Long but interesting article on the economics of law firms, why first-year associates in the top firms now make $160K per year, and what might be broken about this. (For comparison, once you count bonuses, this is more than the salary of Supreme Court Justices.) (See also.)

3 thoughts on “‘the great associate salary spike’”

  1. “Nice try, but it bears only the remotest connection to the way labor markets actually function. If they functioned the way the cost-plus crowd hypothesizes, I could afford my own Gulfstream V, Provence villa, and 5-bedroom penthouse with Central Park views: After all, I just increased my “costs,” so the workings of the market would appropriately subsidize me on the wage side, right?”

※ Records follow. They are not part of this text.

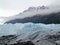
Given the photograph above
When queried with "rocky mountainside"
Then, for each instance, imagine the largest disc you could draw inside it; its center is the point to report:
(40, 14)
(35, 38)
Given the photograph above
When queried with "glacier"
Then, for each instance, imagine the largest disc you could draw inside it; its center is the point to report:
(20, 28)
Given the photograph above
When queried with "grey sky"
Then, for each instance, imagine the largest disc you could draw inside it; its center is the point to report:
(12, 7)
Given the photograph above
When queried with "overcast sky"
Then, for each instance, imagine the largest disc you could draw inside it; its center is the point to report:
(13, 7)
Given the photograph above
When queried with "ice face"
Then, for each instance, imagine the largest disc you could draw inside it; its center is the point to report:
(19, 28)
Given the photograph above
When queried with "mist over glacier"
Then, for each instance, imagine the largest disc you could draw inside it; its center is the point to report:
(20, 28)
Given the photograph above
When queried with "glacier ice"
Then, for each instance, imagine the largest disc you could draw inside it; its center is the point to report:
(19, 28)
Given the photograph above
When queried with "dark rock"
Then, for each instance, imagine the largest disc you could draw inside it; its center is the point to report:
(24, 43)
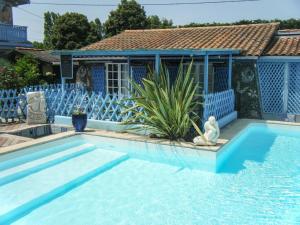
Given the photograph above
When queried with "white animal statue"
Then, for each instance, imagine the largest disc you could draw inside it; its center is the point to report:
(36, 108)
(211, 134)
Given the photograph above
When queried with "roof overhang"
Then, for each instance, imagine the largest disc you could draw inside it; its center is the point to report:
(149, 52)
(279, 59)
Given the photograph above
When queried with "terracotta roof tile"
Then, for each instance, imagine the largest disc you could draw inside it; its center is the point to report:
(284, 46)
(252, 39)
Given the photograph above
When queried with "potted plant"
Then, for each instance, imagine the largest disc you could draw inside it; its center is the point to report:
(79, 119)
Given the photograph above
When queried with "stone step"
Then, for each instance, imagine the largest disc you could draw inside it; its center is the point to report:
(22, 196)
(23, 170)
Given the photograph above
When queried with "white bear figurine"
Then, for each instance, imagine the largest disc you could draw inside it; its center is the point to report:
(211, 134)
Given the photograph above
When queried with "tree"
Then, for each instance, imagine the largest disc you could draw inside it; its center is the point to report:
(283, 24)
(9, 78)
(49, 21)
(70, 31)
(27, 70)
(38, 45)
(96, 31)
(128, 15)
(154, 22)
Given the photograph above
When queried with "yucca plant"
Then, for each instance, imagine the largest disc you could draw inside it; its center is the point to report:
(164, 109)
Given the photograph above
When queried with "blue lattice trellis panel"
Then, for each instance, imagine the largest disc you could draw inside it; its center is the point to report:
(271, 81)
(220, 79)
(13, 102)
(138, 73)
(218, 104)
(98, 78)
(294, 88)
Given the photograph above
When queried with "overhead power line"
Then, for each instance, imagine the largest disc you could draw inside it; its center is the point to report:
(146, 4)
(28, 12)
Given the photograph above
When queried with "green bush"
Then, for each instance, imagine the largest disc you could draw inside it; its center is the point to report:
(169, 111)
(9, 78)
(27, 69)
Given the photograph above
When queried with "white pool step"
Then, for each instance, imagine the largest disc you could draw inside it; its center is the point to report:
(12, 160)
(27, 168)
(21, 196)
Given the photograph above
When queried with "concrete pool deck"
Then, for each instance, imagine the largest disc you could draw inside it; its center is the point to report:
(227, 133)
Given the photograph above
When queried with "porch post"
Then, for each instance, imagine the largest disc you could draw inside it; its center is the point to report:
(157, 63)
(230, 71)
(206, 74)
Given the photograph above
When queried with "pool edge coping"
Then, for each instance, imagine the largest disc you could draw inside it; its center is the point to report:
(222, 142)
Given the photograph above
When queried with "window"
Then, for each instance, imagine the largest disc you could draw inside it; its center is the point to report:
(117, 78)
(198, 73)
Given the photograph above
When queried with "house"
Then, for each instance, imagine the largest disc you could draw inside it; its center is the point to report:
(252, 68)
(11, 36)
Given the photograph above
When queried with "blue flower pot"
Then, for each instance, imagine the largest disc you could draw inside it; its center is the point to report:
(79, 122)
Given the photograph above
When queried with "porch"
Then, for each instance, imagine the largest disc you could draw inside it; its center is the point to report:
(108, 73)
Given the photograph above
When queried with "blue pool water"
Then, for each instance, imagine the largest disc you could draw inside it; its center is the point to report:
(255, 179)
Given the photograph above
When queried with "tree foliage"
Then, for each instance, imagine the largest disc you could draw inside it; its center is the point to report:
(154, 22)
(26, 67)
(38, 45)
(96, 31)
(70, 31)
(128, 15)
(283, 24)
(49, 21)
(24, 72)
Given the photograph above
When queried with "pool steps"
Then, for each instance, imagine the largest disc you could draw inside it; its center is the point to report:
(9, 163)
(23, 170)
(76, 171)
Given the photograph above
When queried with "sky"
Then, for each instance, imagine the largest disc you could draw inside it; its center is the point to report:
(183, 14)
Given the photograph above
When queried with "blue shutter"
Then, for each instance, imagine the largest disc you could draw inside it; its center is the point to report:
(98, 78)
(220, 79)
(138, 73)
(173, 71)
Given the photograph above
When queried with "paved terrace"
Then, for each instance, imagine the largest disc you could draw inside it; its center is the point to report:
(12, 143)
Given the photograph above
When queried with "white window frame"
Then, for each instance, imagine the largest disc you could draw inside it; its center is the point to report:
(119, 93)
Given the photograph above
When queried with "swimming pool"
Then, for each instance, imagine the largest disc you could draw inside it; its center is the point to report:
(85, 179)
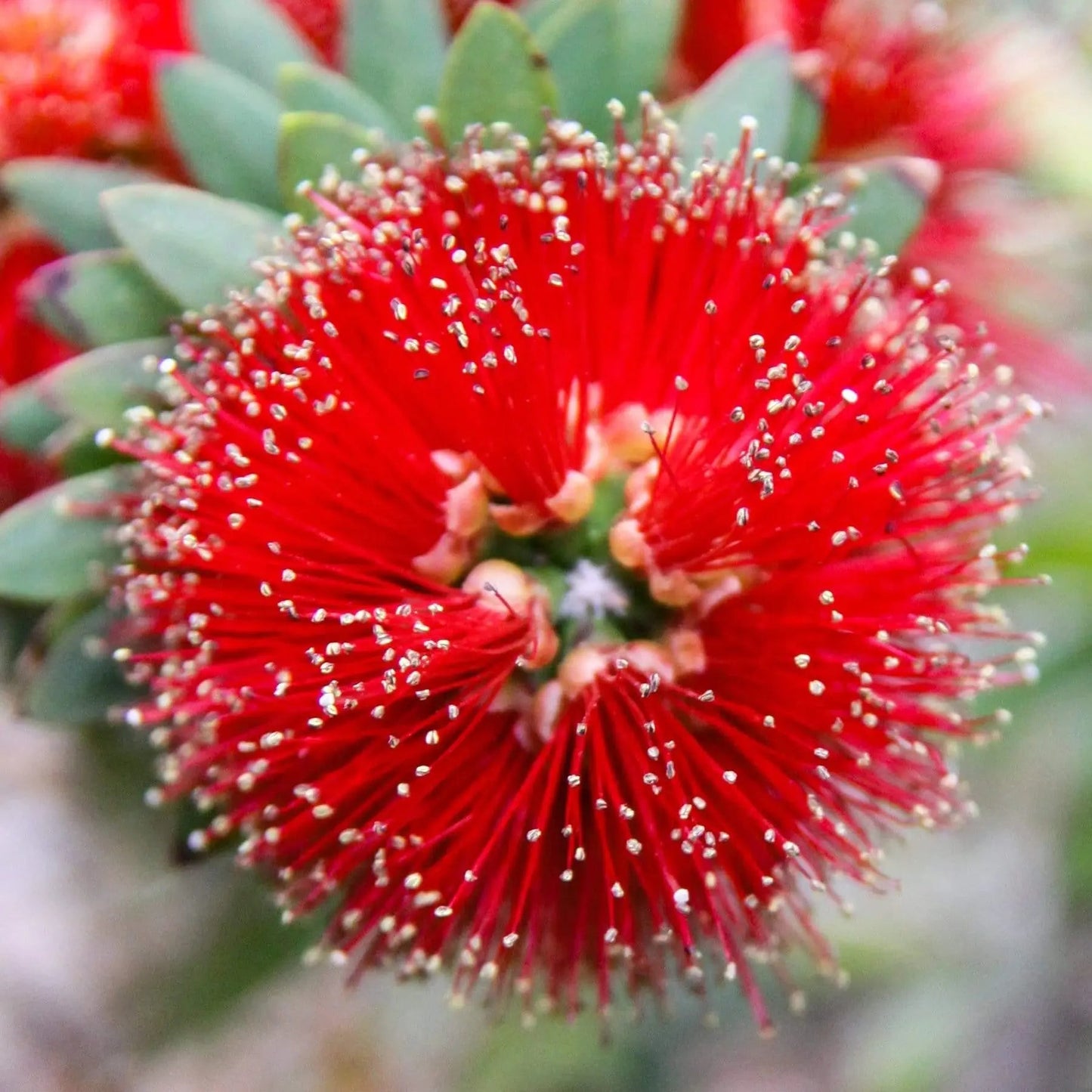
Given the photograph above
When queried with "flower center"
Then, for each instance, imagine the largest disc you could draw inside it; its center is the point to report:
(589, 614)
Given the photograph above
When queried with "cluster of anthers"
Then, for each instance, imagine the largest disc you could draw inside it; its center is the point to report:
(562, 562)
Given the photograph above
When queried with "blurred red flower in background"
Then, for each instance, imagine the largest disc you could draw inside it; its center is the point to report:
(76, 80)
(559, 623)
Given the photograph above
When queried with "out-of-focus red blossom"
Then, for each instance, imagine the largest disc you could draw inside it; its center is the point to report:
(76, 78)
(320, 20)
(892, 82)
(565, 568)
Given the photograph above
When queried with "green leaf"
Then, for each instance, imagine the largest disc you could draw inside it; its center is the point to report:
(79, 682)
(757, 82)
(537, 14)
(319, 90)
(888, 198)
(248, 36)
(394, 51)
(60, 542)
(649, 29)
(311, 142)
(26, 419)
(495, 73)
(582, 42)
(17, 623)
(805, 125)
(63, 196)
(224, 127)
(98, 387)
(98, 297)
(194, 245)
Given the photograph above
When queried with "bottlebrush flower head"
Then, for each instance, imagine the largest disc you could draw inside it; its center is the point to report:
(562, 568)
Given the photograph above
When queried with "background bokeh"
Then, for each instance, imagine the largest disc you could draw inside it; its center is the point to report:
(122, 967)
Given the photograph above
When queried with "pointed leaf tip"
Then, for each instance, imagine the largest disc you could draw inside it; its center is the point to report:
(194, 245)
(63, 198)
(250, 37)
(496, 73)
(758, 82)
(98, 297)
(394, 53)
(60, 542)
(225, 128)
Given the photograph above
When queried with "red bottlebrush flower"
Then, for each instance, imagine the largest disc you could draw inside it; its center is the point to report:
(562, 567)
(76, 78)
(891, 81)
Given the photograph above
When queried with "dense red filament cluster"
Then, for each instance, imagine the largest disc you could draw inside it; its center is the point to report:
(341, 565)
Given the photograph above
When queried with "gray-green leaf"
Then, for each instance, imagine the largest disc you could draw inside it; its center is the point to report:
(394, 51)
(496, 73)
(311, 142)
(61, 542)
(194, 245)
(582, 42)
(248, 36)
(98, 297)
(79, 680)
(63, 196)
(322, 91)
(224, 127)
(757, 82)
(888, 198)
(649, 29)
(26, 419)
(96, 388)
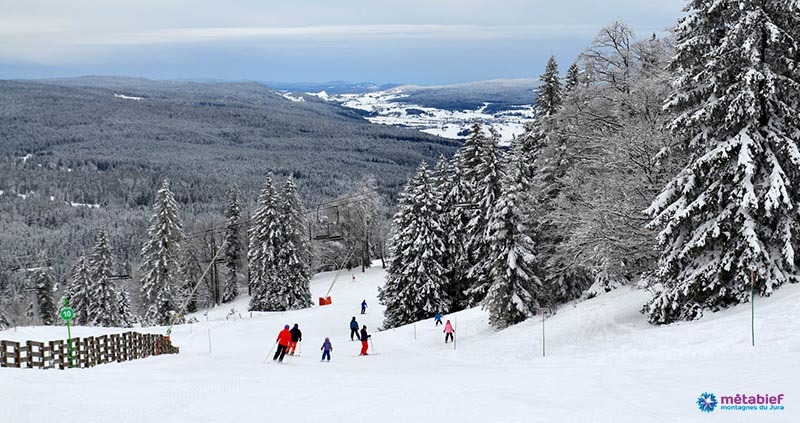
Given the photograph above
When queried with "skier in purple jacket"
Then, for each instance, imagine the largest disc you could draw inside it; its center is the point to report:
(326, 349)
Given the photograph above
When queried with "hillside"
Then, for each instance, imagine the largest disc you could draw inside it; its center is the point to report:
(604, 363)
(84, 153)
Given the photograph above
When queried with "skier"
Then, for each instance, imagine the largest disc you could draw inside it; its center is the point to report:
(326, 349)
(448, 331)
(284, 339)
(297, 336)
(353, 328)
(364, 340)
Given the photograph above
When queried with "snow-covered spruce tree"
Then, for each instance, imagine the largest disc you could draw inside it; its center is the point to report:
(43, 283)
(416, 284)
(190, 276)
(266, 241)
(161, 254)
(515, 287)
(544, 141)
(295, 254)
(734, 208)
(104, 310)
(233, 246)
(548, 98)
(489, 173)
(126, 318)
(79, 291)
(456, 216)
(572, 80)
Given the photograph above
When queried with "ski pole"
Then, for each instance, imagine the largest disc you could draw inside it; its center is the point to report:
(270, 351)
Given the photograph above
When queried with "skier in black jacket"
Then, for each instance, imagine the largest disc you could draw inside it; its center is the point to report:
(297, 336)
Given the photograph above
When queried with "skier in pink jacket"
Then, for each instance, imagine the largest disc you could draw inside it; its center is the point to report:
(448, 332)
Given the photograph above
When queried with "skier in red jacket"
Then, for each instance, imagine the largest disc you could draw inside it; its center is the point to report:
(284, 340)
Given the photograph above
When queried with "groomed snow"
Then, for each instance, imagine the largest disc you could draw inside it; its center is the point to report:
(604, 364)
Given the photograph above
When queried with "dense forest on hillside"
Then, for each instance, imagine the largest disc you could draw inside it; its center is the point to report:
(81, 154)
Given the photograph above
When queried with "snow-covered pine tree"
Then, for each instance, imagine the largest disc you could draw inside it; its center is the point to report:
(488, 176)
(126, 318)
(548, 99)
(233, 246)
(572, 80)
(104, 310)
(190, 277)
(416, 284)
(733, 209)
(161, 255)
(544, 141)
(515, 288)
(296, 252)
(79, 291)
(266, 241)
(43, 283)
(456, 216)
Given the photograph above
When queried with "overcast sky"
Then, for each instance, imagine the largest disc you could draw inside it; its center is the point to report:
(409, 41)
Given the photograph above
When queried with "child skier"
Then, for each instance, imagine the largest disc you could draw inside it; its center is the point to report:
(353, 328)
(448, 331)
(364, 340)
(326, 349)
(284, 339)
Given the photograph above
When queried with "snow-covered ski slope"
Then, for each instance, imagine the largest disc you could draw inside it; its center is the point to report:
(604, 364)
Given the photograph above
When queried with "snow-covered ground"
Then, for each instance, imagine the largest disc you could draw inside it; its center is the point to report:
(604, 364)
(384, 109)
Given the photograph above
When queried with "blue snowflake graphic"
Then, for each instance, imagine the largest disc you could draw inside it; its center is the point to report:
(707, 402)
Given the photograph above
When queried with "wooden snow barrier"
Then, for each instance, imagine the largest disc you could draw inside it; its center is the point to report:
(86, 352)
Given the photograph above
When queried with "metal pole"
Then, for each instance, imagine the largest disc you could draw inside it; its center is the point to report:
(753, 308)
(69, 345)
(543, 351)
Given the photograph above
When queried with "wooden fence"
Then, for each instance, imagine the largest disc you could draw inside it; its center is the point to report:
(86, 352)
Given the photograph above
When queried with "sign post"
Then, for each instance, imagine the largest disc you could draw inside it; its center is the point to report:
(67, 314)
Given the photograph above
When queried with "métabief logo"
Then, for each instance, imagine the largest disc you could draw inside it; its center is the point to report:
(707, 402)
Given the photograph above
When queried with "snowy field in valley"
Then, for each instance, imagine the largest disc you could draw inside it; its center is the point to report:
(604, 364)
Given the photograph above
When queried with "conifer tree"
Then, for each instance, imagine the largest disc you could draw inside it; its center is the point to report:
(266, 241)
(190, 277)
(456, 216)
(416, 284)
(161, 276)
(515, 288)
(105, 304)
(733, 209)
(43, 283)
(296, 251)
(79, 291)
(487, 181)
(233, 246)
(548, 100)
(572, 79)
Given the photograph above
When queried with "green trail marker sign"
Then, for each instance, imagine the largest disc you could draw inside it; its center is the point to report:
(67, 314)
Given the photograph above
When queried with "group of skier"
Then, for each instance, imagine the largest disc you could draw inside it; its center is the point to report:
(289, 339)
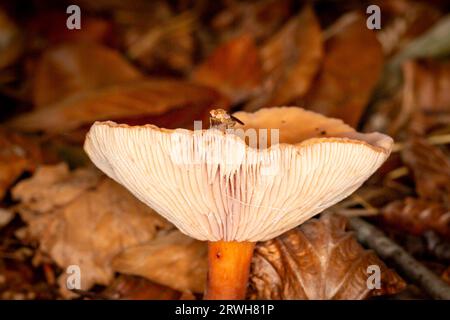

    Things such as ever-increasing law school debt are a prerequisite for entering the law profession. They’re not a “gulfstream jet” perk that you always fantasized about and just happened to incur. They’re an up-front expense that must be incurred to enter a given profession and (more importantly) must be paid back. It makes sense that as *law-school* debt rises, the expected entry-level *lawyer* salary rises similarly to offset the increased debt incurred. Or else people will decide that the $100k investment (not “cost”) in themselves isn’t worth it and become a garbageman instead, causing a relative scarcity of new lawyers. Which should drive up entry-level salaries even further. Free markets and all that.

  2. Yes and no; people take on that much debt from the elite schools in part because they know they can pay it off quickly if they are careful. The non-elite schools are less expensive. If the top firms were paying $70-$80K/year, the schools would have a lower cost- virtually no one in their right mind would take on another $150K in expenses after the $160K in college expenses in order to earn that kind of money.

    He’s also talking about a lot besides the education. The city-center rents and lifestyle have a lot to do with it too. Aside from buying a solid, appropriate work wardrobe, your expenses as a first-year associate don’t have to be high. You could live out of the city and commute; you could drink at bars in the suburbs where drinks cost $5 instead of $15 or $25. Many associates don’t choose these options, in large part because they know they get paid a shit-ton of money, and because the really aggressive ones know they can leave for other options- as he points out later in the article.

  3. He does mention other expenses, but his argument suffers for including school debt. Sure, an entry-level associate doesn’t *need* to live downtown in a penthouse or hob-nob in top-line bars (though doing so may help their career ambitions and upward mobility. I’ve lived next to a ritzy building with lots of entry level lawyers, and without fail they saw their address as an investment. It’s all about who you know and appearances, after all.).

    But a lawyer without fail requires a law-school education. My impression is that top-notch firms that pay big bucks prefer to hire folks from elite law schools. And elite law schools have an expectation that their students will go to work at top-notch firms that pay out big, and therefore they can get away with charging their students more. It’s a catch-22. The elite schools won’t start charging less until fewer students want to attend them. And that will only happen when top-notch firms start passing over elite-school grads en-masse. The salary spike starts at the top, not with the students.